Mesos acts as another abstraction level of computation power. Instead of having the framework schedulers send tasks to the physical machines, Mesos takes over the task and distributes it to machines. By doing this, Mesos can do optimization on task distribution and flexibly scale different computations according to different needs.

A Mesos framework is a distributed system that has a scheduler, like an app of the cluster. The resource allocation mechanism works like this. First, Mesos has the total knowledge of all the hardware resources of the cluster, through a registration process. When a new framework needs to run, Mesos takes a look at the resource pool, selects a resource and offer to the framework, the framework can reject this offer or accept it. (The key reason why Mesos doesn't allow frameworks to specify resource requirements is to keep Mesos simple but still capable of supporting arbitrarily complex resource constraints, but this might bring efficiency problems, because a framework might need to wait for a lot of time to get the required resources. Mesos solves this through a filters optimization, which is like a hint to Mesos what resource will be accepted.) Resource allocation is delegated to a pluggable allocation module, so that it can be tailored for different needs and evolve separately. Similar to allocation, resource isolation is also pluggable, currently it isolates resource through OS container technologies like Linux Containers and Solaris Projects.

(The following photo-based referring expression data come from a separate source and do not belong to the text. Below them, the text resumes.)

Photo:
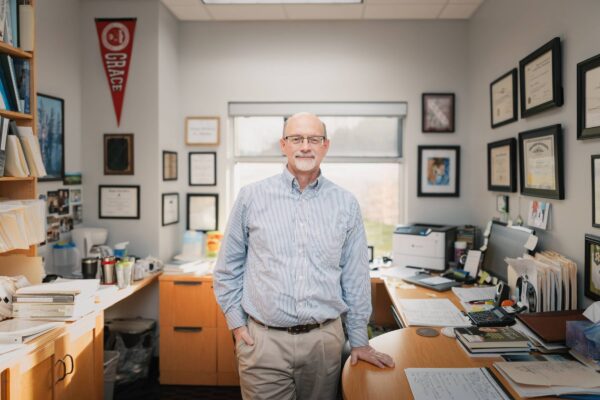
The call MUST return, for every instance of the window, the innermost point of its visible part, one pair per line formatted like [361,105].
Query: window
[365,155]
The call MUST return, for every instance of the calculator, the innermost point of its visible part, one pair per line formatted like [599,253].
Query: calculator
[494,317]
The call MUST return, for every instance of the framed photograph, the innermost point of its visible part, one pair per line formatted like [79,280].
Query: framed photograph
[592,267]
[118,154]
[202,131]
[502,165]
[595,191]
[541,79]
[51,134]
[170,208]
[438,171]
[202,169]
[588,98]
[503,99]
[170,166]
[438,112]
[541,162]
[202,212]
[119,202]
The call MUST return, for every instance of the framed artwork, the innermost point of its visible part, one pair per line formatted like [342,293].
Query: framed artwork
[438,112]
[541,79]
[118,154]
[170,166]
[438,171]
[119,202]
[595,191]
[502,165]
[592,267]
[202,131]
[202,168]
[51,134]
[588,98]
[541,162]
[202,212]
[170,208]
[503,99]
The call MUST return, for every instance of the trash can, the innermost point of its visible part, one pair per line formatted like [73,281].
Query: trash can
[135,340]
[111,360]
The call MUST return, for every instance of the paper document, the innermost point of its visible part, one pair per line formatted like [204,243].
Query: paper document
[431,312]
[453,383]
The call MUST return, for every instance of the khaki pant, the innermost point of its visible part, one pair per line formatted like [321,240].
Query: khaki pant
[282,366]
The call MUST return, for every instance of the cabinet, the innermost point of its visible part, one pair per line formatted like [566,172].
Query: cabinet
[196,347]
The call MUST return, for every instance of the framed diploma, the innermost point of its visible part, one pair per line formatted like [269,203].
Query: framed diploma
[119,202]
[203,169]
[588,98]
[502,166]
[438,171]
[202,131]
[202,212]
[170,208]
[503,99]
[596,191]
[541,79]
[437,112]
[541,162]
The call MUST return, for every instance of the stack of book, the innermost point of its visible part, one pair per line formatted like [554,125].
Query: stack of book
[59,300]
[490,342]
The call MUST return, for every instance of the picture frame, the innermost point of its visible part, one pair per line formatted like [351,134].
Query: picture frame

Fault Tolerance of Mesos is achieved by hot standby master replications with ZooKeeper. And node failures is propagated to the specific framework for them to react. Schedulers can also register an alternative schedulers, so that it can be notified after the main scheduler failed.

Mesos is written in about 10,000 lines of C++, built on top of libprocess which provides actor-based concurrency model using efficient asynchronous I/O mechanism (epoll, kqueue, etc). And ZooKeeper is used to perform leader election. One thing to note is that Mesos also enables the creation of a Spark which is known for efficiency thanks to Mesos.

Will this paper be influential in 10 years? I think so. As more and more distributed systems coming out, there's a need to have an OS to manage all of the different resources. Mesos, with its simplicity and efficiency and the rich ecosystem – Spark, Marathon, Cronos, etc. will certainly benefit the industry in the long run.